O
Congresso Nacional precisa ouvir a voz das ruas. Muitas das
reivindicações da extensa e difusa pauta vista nas manifestações falam
diretamente ao Legislativo. E o alerta reveste-se de ainda mais urgência
e importância pela total falta de senso da Comissão de Direitos Humanos
e Minorias (CDHM) da Câmara dos Deputados na véspera do Dia Nacional de
Lutas. A aprovação, terça-feira, do projeto de decreto legislativo que
insiste em classificar o homossexualismo como doença foi prova
inequívoca da dessintonia entre esse poder e a sociedade.
Tratou-se
de clara provocação, pois multidões já haviam ocupado espaços públicos
para contestar a medida e, mais até, pedir o afastamento do cargo do
presidente da Comissão, Marco Feliciano. Além de fazer ouvidos moucos ao
"Fora, Feliciano", o deputado, com apoio dos pares, levou adiante o
retrocesso da ideia de "cura gay" — há mais de duas décadas rejeitada
pela Organização Mundial da Saúde (OMS). Resta agora contar que o
desatino seja reparado por uma das duas comissões da casa por onde terá
de tramitar antes de seguir para o Senado.
Mas
existem muitas outras vias pelas quais o Congresso avança na contramão
dos anseios populares. Afronta sem tamanho é a tentativa de abrir
brechas na Lei da Ficha Limpa, iniciativa apenas aprovada após a coleta
de 1,6 milhão de assinaturas de eleitores, além de outros mais de 2
milhões em petição virtual (colhidas pela internet).
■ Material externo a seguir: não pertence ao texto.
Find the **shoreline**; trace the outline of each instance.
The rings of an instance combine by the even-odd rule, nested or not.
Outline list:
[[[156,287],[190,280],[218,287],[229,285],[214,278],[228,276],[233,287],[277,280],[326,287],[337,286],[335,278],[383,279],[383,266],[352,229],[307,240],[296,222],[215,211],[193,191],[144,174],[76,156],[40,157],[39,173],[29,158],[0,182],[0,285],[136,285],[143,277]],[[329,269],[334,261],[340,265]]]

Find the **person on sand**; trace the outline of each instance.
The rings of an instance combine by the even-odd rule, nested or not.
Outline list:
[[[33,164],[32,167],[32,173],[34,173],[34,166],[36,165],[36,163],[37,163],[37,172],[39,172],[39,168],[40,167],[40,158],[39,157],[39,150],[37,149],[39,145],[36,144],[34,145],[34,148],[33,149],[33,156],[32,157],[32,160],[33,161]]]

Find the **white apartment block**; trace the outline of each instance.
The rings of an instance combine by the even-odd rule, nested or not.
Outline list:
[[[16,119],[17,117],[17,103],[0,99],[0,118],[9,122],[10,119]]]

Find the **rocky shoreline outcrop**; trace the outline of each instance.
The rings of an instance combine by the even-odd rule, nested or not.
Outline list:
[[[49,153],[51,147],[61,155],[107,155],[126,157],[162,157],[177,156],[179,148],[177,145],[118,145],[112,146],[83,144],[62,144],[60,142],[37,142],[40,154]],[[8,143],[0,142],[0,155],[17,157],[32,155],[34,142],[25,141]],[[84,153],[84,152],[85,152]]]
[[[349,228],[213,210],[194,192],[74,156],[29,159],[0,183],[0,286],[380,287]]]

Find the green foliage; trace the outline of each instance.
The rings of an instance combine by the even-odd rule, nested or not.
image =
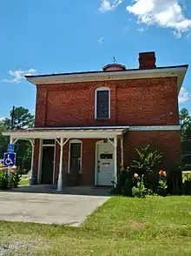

Pois um grupo de
deputados não teve escrúpulo ao pôr em andamento proposta de lei
complementar que permite a candidatura de prefeito condenado por
tribunal de contas, desde que não tenha sido igualmente sentenciado pela
câmara municipal, fórum em que muitos deles detêm maioria.
Na
caminhada de encontro ao povo nas ruas, sobressai-se a Proposta de
Emenda Constitucional (PEC) nº 37. Prevista para ser votada em plenário
na próxima quarta-feira, a iniciativa esvazia o poder de investigação do
Ministério Público em processos criminais, como na apuração de
denúncias de corrupção, e sua contestação é uma das campeãs de presença
em faixas e cartazes exibidos nas manifestações. Outra PEC, a de nº 33,
aprovada em votação relâmpago pela Comissão de Constituição e Justiça da
Câmara, arromba o princípio da separação e da independência dos poderes
para tentar restringir a ação do Supremo Tribunal Federal. A
excrescência pretende assegurar ao Legislativo a última palavra em
relação à constitucionalidade de leis e ao efeito vinculante de súmulas
aprovadas pelo STF.
Os
presidentes das duas casas precisam convocar os líderes partidários
para análise conjunta dos protestos. O Congresso é a casa do povo. Mais
do que desejo, é exigência da sociedade que entre em compasso com seus
anseios. Mas só há pouco, por exemplo, depois de série de reportagens do
Correio contestando o abuso, deputados e senadores abriram mão do
privilégio — negado à classe trabalhadora do país — ao 14º e ao 15º
salários. E ainda agarram-se ao escudo do voto secreto e aprovam
despesas sem definir as fontes de cobertura. Agora mesmo, querem criar
quatro tribunais regionais federais (TRFs), ao custo de quase R$ 1
bilhão por ano.
Fonte: Jornal do Commercio.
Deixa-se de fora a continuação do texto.